Notably, the fast-track process only applies to applicants who are seeking to provide services to QIFs or registered investment funds. Accordingly, we would anticipate that the new POI Licence process will result in even more fund applications using the registered or authorised QIF routes rather than the traditional authorised fund approval process.

Other considerations

It is common for private equity funds to accept commitments from investors comprising, in part, a capital contribution and, in part, a loan commitment. At the time of writing, it is also necessary for such a private equity fund to obtain an additional regulatory consent under the Control of Borrowing (Bailiwick of Guernsey) Ordinance, 1959 (as amended) for the borrowing which it is obtaining from its limited partners.
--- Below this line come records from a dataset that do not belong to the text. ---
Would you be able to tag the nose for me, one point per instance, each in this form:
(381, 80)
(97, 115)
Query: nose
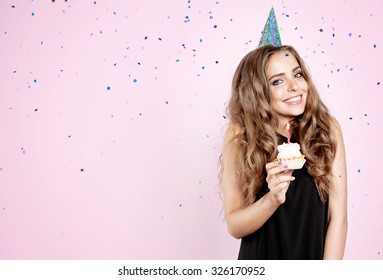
(292, 85)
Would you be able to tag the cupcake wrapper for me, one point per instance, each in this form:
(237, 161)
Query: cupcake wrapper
(293, 163)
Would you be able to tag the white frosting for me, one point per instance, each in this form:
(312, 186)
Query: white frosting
(289, 150)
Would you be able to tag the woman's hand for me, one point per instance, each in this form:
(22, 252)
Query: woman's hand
(278, 180)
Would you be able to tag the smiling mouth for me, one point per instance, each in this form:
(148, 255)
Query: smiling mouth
(294, 99)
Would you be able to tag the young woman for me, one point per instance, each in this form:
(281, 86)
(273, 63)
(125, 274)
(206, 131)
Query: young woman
(280, 213)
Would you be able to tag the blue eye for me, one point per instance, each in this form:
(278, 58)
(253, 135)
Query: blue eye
(277, 82)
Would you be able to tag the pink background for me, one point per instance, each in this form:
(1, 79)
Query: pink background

This regulatory requirement is a hangover from the old regime and it is hoped that it will be dispensed with in the near future.

Funds are required to submit quarterly statistical information and file their annual report and accounts. The first annual return for registered funds must be made within twelve months of the registration being granted. Previously, Guernsey fund administrators were required to submit returns relating to all of the funds which they administered at the end of each year, but now each fund has its own individual twelve month period commencing on the day it was first registered.


It is possible for the holder of a POI Licence, such as a fund administrator, to outsource certain of its functions to an entity outside of Guernsey. However, such delegation of activities must be done in compliance with the outsourcing guidelines issued by the GFSC. In particular, it is worth noting that the licensee must retain sufficient expertise to oversee any such delegated functions.